When asked if he could get a job in Jinfei, Dassarath shrugged: “I’m getting old now. Who will want to give me a job?”
The government’s treatment of the Terre Rouge planters has contributed to public skepticism about the Jinfei project. At first glance, the island benefits a great deal, with estimated gains of $770 million in direct investments and $215 million in export earnings. But, the direct benefits for Mauritians are vague. For one thing, it seems that only 5,000 of the 34,000 new jobs will go to locals. Moreover, the Chinese construction company recently signalled it will import its own materials, rather than buying from local companies.
More than 500 acres of the island’s prime land have been handed to the state-sponsored Chinese consortium for a period of 99 years in conditions of the utmost opacity. The secret contract has become a national preoccupation, with allegations of corruption swirling around the project.
Paul Berenger, former prime minister of Mauritius, now serving as leader of the opposition, said that there is a “lot of worry” about Jinfei. “We have given them prime land of extraordinary value, yet the details of the project remain blurry,” he said.
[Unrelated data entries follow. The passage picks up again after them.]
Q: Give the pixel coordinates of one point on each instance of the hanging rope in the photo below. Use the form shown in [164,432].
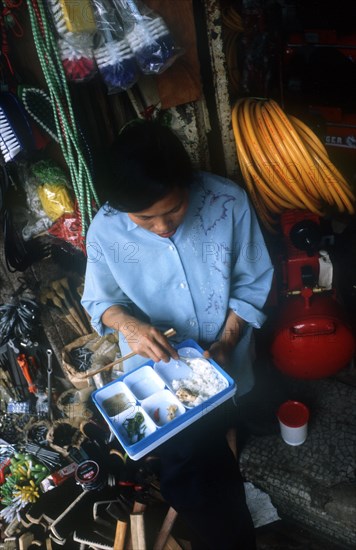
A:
[67,132]
[284,164]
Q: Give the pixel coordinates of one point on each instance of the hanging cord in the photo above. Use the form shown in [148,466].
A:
[233,24]
[284,164]
[9,21]
[67,132]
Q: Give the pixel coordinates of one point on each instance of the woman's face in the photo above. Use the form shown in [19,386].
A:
[164,216]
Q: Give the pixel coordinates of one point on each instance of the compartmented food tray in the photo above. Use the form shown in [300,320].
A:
[150,404]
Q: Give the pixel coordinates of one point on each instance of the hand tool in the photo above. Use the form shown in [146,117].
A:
[170,332]
[49,383]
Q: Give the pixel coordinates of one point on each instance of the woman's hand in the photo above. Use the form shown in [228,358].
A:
[143,338]
[221,350]
[148,341]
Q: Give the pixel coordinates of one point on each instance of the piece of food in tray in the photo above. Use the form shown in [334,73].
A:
[203,382]
[187,397]
[171,412]
[135,427]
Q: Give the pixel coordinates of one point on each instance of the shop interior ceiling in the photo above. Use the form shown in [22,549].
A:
[177,91]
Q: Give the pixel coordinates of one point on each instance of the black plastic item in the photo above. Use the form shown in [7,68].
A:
[19,123]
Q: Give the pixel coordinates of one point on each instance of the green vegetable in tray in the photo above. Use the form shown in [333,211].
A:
[135,427]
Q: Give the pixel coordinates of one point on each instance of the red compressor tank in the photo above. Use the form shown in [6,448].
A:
[312,338]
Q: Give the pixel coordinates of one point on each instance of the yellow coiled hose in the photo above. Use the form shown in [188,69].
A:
[284,164]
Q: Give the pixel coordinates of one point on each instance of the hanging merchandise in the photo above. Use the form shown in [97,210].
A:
[75,26]
[148,36]
[115,60]
[66,125]
[8,24]
[284,164]
[15,131]
[52,188]
[51,208]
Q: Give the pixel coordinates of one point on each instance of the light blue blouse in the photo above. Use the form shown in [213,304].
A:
[216,260]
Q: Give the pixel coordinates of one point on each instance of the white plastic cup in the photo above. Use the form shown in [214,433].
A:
[293,419]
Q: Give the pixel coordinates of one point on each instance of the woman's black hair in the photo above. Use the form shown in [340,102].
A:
[146,162]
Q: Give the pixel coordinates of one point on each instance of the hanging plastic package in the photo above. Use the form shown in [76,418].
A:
[75,26]
[48,197]
[52,188]
[148,36]
[115,60]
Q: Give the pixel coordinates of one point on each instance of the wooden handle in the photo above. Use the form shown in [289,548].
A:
[165,530]
[137,532]
[170,332]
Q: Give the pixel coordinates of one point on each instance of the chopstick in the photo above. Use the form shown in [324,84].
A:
[170,332]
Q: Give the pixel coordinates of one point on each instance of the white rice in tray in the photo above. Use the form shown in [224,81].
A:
[204,382]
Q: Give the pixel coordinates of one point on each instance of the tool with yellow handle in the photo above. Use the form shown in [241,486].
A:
[284,164]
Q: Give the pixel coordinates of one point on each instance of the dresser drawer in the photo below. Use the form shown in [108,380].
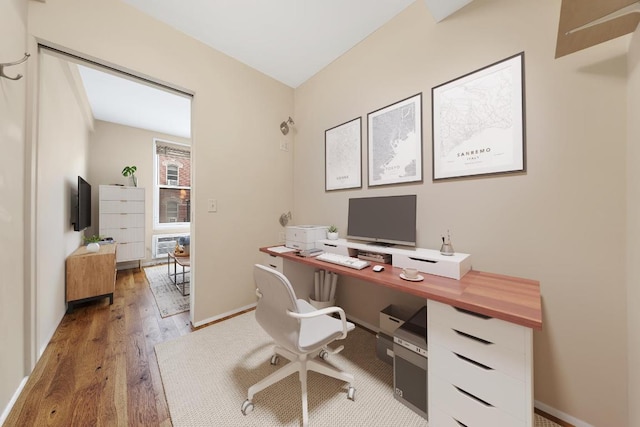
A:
[493,386]
[486,328]
[466,408]
[121,206]
[124,235]
[275,262]
[121,220]
[495,356]
[130,251]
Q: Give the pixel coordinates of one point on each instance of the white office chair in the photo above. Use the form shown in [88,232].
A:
[301,333]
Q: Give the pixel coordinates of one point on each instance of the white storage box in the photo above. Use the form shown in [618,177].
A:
[432,262]
[304,236]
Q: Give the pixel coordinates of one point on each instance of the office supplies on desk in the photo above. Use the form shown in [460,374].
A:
[343,260]
[304,236]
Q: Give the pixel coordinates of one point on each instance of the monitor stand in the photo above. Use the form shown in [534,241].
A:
[383,244]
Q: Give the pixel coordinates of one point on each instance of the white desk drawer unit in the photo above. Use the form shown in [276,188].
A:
[480,369]
[122,217]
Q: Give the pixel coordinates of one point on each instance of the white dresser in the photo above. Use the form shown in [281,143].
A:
[122,218]
[480,370]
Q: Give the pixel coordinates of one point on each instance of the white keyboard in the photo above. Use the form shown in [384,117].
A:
[343,260]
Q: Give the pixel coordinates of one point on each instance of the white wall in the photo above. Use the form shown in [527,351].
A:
[13,44]
[633,229]
[114,146]
[62,155]
[562,222]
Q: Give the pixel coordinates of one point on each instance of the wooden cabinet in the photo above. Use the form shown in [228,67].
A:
[480,369]
[122,217]
[91,274]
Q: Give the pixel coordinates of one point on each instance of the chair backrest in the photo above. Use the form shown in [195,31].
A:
[271,313]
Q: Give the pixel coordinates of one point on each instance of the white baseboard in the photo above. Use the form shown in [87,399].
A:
[223,315]
[561,415]
[14,398]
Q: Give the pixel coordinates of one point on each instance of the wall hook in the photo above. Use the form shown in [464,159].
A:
[10,64]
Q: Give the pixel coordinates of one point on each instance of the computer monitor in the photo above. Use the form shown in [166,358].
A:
[386,220]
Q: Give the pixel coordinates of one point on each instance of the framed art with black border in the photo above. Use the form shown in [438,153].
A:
[343,156]
[395,143]
[478,122]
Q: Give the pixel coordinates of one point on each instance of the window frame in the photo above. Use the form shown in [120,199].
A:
[157,225]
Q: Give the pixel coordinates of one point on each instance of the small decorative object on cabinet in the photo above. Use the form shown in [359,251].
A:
[122,218]
[90,275]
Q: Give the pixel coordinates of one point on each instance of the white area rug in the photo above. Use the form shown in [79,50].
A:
[169,299]
[206,375]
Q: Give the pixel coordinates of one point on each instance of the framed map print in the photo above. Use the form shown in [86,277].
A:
[343,156]
[478,122]
[395,142]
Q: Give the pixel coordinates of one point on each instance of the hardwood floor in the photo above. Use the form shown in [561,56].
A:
[100,368]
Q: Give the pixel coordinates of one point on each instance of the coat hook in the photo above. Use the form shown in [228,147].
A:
[10,64]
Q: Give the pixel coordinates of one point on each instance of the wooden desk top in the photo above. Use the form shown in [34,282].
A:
[513,299]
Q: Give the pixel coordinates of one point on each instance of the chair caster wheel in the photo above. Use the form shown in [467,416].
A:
[351,393]
[247,406]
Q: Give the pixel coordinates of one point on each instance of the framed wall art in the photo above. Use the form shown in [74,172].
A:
[478,122]
[343,156]
[395,143]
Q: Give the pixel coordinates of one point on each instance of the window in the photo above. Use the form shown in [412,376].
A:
[172,174]
[172,177]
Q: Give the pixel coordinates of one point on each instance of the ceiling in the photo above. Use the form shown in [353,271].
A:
[289,40]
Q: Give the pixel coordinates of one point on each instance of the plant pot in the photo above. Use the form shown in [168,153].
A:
[93,247]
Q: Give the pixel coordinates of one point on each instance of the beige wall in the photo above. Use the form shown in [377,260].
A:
[562,222]
[236,113]
[114,147]
[62,155]
[633,228]
[13,44]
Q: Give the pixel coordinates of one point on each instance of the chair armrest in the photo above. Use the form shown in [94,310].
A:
[323,312]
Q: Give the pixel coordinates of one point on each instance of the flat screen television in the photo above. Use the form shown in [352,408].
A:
[82,212]
[388,220]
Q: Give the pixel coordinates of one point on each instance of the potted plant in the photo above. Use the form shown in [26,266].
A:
[92,242]
[131,171]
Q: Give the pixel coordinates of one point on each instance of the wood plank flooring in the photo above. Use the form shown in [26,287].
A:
[100,368]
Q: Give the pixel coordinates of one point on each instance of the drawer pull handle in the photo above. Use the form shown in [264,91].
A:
[466,393]
[464,334]
[473,362]
[423,260]
[471,313]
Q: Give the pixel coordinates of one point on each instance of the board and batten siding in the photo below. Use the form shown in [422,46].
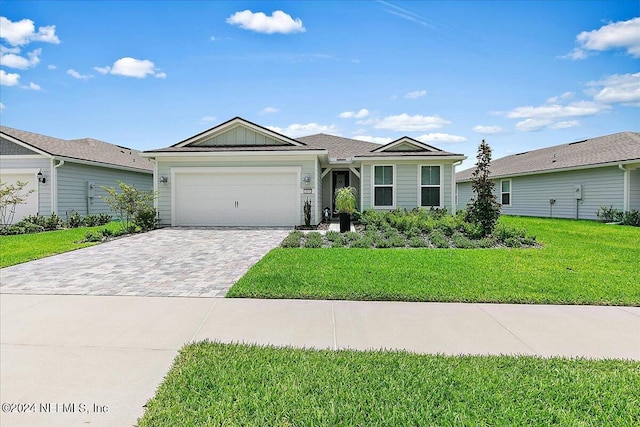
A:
[35,163]
[530,194]
[72,187]
[407,184]
[165,165]
[634,189]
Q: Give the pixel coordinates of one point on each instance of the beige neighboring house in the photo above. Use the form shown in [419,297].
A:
[242,174]
[67,175]
[566,181]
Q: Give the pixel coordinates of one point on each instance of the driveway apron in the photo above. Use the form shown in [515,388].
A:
[183,262]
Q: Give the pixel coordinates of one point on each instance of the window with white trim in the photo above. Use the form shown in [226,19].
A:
[383,185]
[430,186]
[505,192]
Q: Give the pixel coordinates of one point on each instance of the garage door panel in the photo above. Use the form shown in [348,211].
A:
[228,199]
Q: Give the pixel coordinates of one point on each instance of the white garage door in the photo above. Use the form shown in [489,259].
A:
[236,198]
[29,208]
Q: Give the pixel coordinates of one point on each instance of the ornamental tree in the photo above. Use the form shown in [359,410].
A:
[483,209]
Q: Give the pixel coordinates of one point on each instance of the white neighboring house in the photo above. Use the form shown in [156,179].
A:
[566,181]
[67,175]
[242,174]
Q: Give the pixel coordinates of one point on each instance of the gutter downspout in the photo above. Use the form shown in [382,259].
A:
[54,185]
[453,186]
[626,193]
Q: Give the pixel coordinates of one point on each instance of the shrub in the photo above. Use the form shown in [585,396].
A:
[75,220]
[609,214]
[145,218]
[461,241]
[313,240]
[484,208]
[438,239]
[631,217]
[418,242]
[292,240]
[363,242]
[54,222]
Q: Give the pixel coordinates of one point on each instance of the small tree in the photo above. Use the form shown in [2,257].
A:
[484,208]
[11,195]
[132,206]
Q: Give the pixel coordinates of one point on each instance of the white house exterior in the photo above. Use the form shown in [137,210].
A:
[566,181]
[242,174]
[71,172]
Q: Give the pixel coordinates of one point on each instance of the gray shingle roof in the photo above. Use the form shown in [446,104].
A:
[337,146]
[617,147]
[87,149]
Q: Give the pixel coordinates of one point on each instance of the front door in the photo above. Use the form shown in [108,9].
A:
[340,180]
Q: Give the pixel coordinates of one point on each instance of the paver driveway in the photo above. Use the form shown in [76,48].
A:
[166,262]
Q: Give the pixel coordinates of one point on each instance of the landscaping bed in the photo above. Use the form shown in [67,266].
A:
[418,228]
[213,384]
[580,262]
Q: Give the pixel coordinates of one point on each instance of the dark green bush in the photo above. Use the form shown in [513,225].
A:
[313,240]
[292,240]
[75,220]
[438,239]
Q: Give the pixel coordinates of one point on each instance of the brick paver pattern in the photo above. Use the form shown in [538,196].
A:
[183,262]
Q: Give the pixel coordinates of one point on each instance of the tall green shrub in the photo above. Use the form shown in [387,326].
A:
[484,208]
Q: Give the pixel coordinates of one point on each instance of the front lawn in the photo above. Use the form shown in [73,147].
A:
[215,384]
[21,248]
[581,262]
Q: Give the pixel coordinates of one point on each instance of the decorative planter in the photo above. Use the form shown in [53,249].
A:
[345,222]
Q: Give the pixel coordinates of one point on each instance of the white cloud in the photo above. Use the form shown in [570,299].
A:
[296,129]
[406,123]
[555,111]
[269,110]
[20,62]
[354,114]
[487,130]
[376,139]
[278,22]
[9,79]
[440,137]
[565,96]
[76,75]
[532,125]
[616,35]
[565,125]
[131,67]
[618,89]
[415,94]
[23,32]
He discards the increasingly popular theory that China might eventually use its civilian interests on the island to further its geopolitical ambitions. “It’s a purely economic project,” he said.
While the controversy mounts, India is forging ahead with plans for its own economic zone on Mauritius, called Neotown. With construction costs estimated at $1 billion, it will rival Jin Fei in size and scope.
India is piqued at China’s incursion into what it considers its backyard. Mauritius, with its majority Hindu population, has traditionally had a close relationship with New Delhi and now India wants to build a rival business zone on the waterfront of Port Louis that will turn the city into the capital of the Indian Ocean, no less. Unlike the Chinese project, Neotown is being built by a private company.
The attractions of Mauritius are clear. Strategically positioned in the southwest Indian Ocean, it boasts low tax rates, a highly educated workforce, solid technological infrastructure, established trade routes with Africa and, perhaps most importantly, political stability. Its thriving offshore financial sector already acts as a major conduit for foreign investments into India.
But, for all the island’s business-friendly features, the projects are being developed in a climate of suspicion, a state of affairs not helped by the authorities’ reluctance to comment. Attempts to interview the Mauritius Board of Investment, a government agency, yielded no results. The board needs special permission from the project promoters to grant interviews, said the facilitator for Neotown.
Sitting in a corrugated iron hut by the Jinfei site, Dassarath is adamant that the planters deserve better, asking, “Would the Chinese leave without proper compensation?"